FÁBRICA DE LETRAS DO KIMBO
MEMÓRIAS PETREFICADAS . 1ª PARTE
Januário Pieter, de corpo frágil, carregado de maleitas e reumático, justificava a existência alongando-se mais para além do previsível; solitário, a única coisa que lhe sobra avondo é a memória, uma porta aberta aonde o passado entra sem uma ordem cronológica como sonhos que se baralham e desfazem entre nuvens cirrosas.
Com devaneios de velho perene, diz que em tudo pode pensar e, de tudo pode falar sem os caprichos de legitimidade na sua vida, agora que está no momento mais próximo de a deixar. Um agora suprimindo o tempo e, sem retorno.
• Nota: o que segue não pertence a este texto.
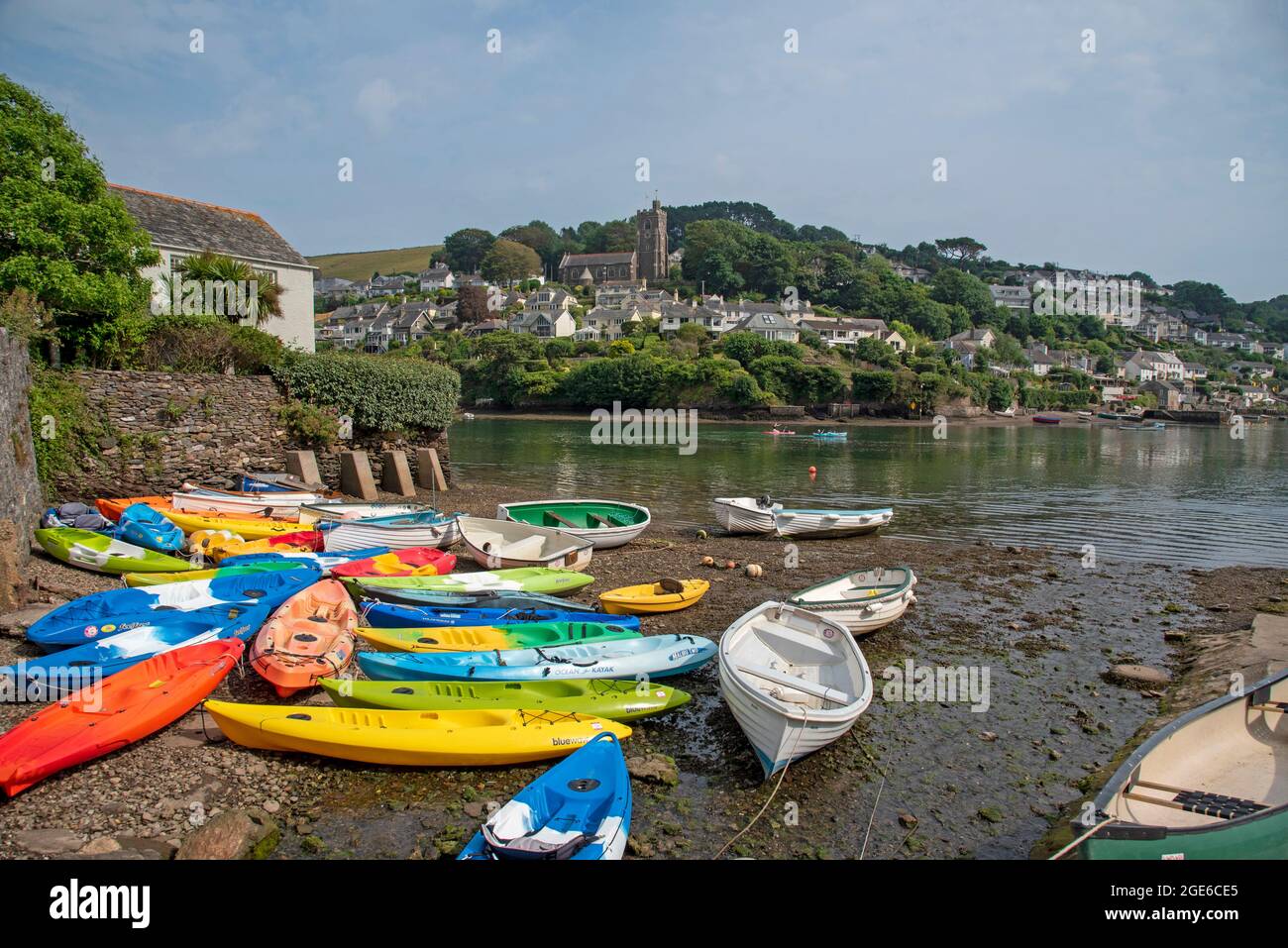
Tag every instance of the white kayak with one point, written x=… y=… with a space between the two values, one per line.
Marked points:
x=764 y=515
x=794 y=681
x=862 y=601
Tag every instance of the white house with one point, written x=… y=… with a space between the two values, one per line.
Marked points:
x=181 y=228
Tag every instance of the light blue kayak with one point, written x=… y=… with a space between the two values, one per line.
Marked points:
x=656 y=656
x=117 y=610
x=322 y=561
x=394 y=616
x=578 y=809
x=58 y=675
x=146 y=527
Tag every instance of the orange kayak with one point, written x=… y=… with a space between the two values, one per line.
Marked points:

Jablines-Annet, Ile de France em Seine e Marne, a trinta e cinco quilómetros de Paris. Ali estava este velho senhor, sentado, embevecido entre cânticos de pássaros e gemidos de rolas na clareira dum bosque de frondosos e altos choupos e plátanos. Olhava o ar riscado por aviões saindo de Orly a Sul e, que em fila, cortavam as nuvens num céu baço em mês de Julho.
Num pandemónio de interjeições apercebi-me que aquele velho mulato, gargarejava um português arcaico, do tempo dos arcabuzes entremeado com dialeto Kimbundo. Apurei melhor o ouvido e pude perceber que falava dum lugar por demais longínquo, do mesmo lado de onde vinham os aviões. Puxei conversa e, ao perguntar-lhe a idade fiquei confuso, tinha trezentos e oitenta e quatro anos, acrescentando ter nascido num lugar agora conhecido por Cabo Ledo mas que nesse então se chamava de Kissama.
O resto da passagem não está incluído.